Canada's Oil Sands: Navigating the Condensate Conundrum
The Condensate Conundrum: A Barrier to Canada's Oil Sands Growth
Canada's oil sands industry is at a critical juncture, facing a unique challenge that could impact its future growth. The country's oil sands, located in the Western Canadian Sedimentary Basin (WCSB), are in need of a crucial component: condensate. This natural gas condensate is essential for diluting heavy oil, making it easier to transport and refine.
But here's the catch: Canada's domestic condensate production is falling short of the demand. The WCSB is structurally deficient in condensate, relying on imports to fill the gap. This has led to a situation where the industry is struggling to meet the necessary blend ratios for heavy oil transportation, typically requiring a 70:30 mix of oil to condensate.
The Current Landscape
Canada produces around 570,000 barrels per day (bpd) of condensate, primarily from unconventional plays in the Montney and Duvernay regions. However, the remaining condensate required for the diluent pool is imported from the US through two major pipelines: Pembina's Cochin pipeline (95,000 bpd) and Enbridge's Southern Lights pipeline (195,000 bpd).
Earlier this year, Enbridge expanded Southern Lights by 15,000 bpd to accommodate upcoming heavy oil projects. With both pipelines operating at or near capacity, the future of Alberta's diluent pool hinges on the growth of domestic condensate production. If this doesn't materialize, the industry might need to rely on rail imports from the US, which could significantly increase costs for heavy oil producers.
Expanding Egress Capacity
To address the egress capacity challenges, midstream operators have announced plans to expand brownfield pipelines. Trans Mountain aims to add 360,000 bpd to its west coast pipeline, while Enbridge is set to increase its US export capacity by 430,000 bpd over several phases. These expansions will collectively add approximately 790,000 bpd of additional egress capacity between 2027 and the early 2030s.
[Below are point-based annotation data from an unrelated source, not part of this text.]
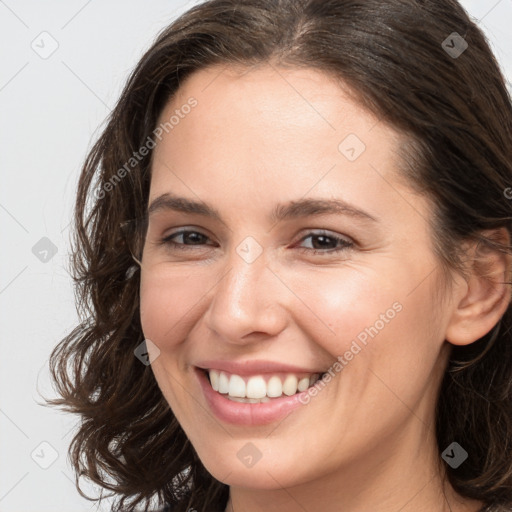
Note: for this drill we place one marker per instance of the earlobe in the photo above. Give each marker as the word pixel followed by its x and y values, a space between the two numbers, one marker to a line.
pixel 487 291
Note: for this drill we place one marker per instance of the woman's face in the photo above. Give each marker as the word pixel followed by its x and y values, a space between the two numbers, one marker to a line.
pixel 274 282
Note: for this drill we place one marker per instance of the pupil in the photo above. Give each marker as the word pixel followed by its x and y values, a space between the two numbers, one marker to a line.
pixel 322 244
pixel 194 238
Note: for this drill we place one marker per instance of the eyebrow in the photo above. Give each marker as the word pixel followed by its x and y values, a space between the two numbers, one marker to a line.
pixel 283 211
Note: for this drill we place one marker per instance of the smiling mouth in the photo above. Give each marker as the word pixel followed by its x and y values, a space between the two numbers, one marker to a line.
pixel 259 388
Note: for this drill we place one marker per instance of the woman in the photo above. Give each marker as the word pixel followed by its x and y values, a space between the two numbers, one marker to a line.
pixel 293 248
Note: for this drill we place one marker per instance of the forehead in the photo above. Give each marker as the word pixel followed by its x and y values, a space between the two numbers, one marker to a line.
pixel 258 136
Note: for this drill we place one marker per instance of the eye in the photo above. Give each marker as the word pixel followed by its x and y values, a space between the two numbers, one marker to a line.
pixel 321 242
pixel 189 239
pixel 326 243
Gibson Energy has also revealed plans to invest up to C$1 billion in growth capital over the next five years. This includes expanding its Diluent Recovery Unit (DRU) by 50,000 bpd, with an additional 50,000 bpd of capacity on standby. The significance of this expansion is twofold: it increases crude oil egress by rail and returns condensate to the Alberta diluent pool, potentially offering an alternative transport method for shippers.
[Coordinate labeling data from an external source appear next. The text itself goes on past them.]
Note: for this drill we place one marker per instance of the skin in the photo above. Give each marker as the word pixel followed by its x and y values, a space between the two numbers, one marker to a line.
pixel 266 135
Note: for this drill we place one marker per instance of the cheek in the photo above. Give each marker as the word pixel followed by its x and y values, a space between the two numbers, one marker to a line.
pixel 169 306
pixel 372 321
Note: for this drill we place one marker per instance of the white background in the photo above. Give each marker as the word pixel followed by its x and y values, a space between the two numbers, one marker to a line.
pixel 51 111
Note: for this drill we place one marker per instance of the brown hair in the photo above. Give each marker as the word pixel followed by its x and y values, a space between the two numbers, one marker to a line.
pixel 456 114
The Greenfield Pipeline Option
The prospect of a greenfield pipeline between Alberta and British Columbia could further boost egress capacity, potentially reaching around 2 million bpd. However, several hurdles must be overcome before an official proposal is submitted to the Major Projects office by July 1, 2026. These include securing a private sector proponent, provincial and indigenous cooperation, lifting the oil tanker ban, and synchronizing the development of the Pathways Alliance's carbon capture project.
Rystad Energy's Outlook
Rystad Energy's base case scenario predicts an additional 840,000 bpd of egress capacity in Western Canada within the next decade. This would require approximately 214,200 bpd of additional condensate for transport, assuming an 85% throughput utilization rate. Based on domestic condensate supply growth forecasts, the basin is expected to have a minor shortfall of 64,200 bpd. However, with incremental capacity on Southern Lights and expanded DRUs, this shortfall is likely to be met, resulting in a tightly balanced condensate market.
In a high-case scenario, where the proposed AB-BC pipeline is built along with further Enbridge Mainline expansions, the condensate shortfall could jump to around 383,000 bpd. This highlights the potential need for alternative solutions, such as rail imports or Synthetic Crude Oil (SCO), to meet the growing condensate demand.
The Way Forward
Despite the challenges, the recent Memorandum of Understanding (MoU) between the Canadian government and the province of Alberta marks a significant step towards cooperation in resource and infrastructure development. With the narrative shifting towards long-term Canadian oil production and the prospects of egress expansions, condensate remains a critical component of future oil sands growth. Unconventional operators in the Montney and Duvernay regions are expected to accelerate the development and scale of high-value liquids-rich plays, while local natural gas markets may face downward pressure due to the associated gas growth.
While uncertainties remain regarding the MoU and the broader energy and climate-policy agreement, the overall progression towards greater cooperation is a positive development for Canada's oil and gas sector. As the industry navigates the condensate conundrum, it is poised to create new opportunities and shape the future of Canada's energy landscape.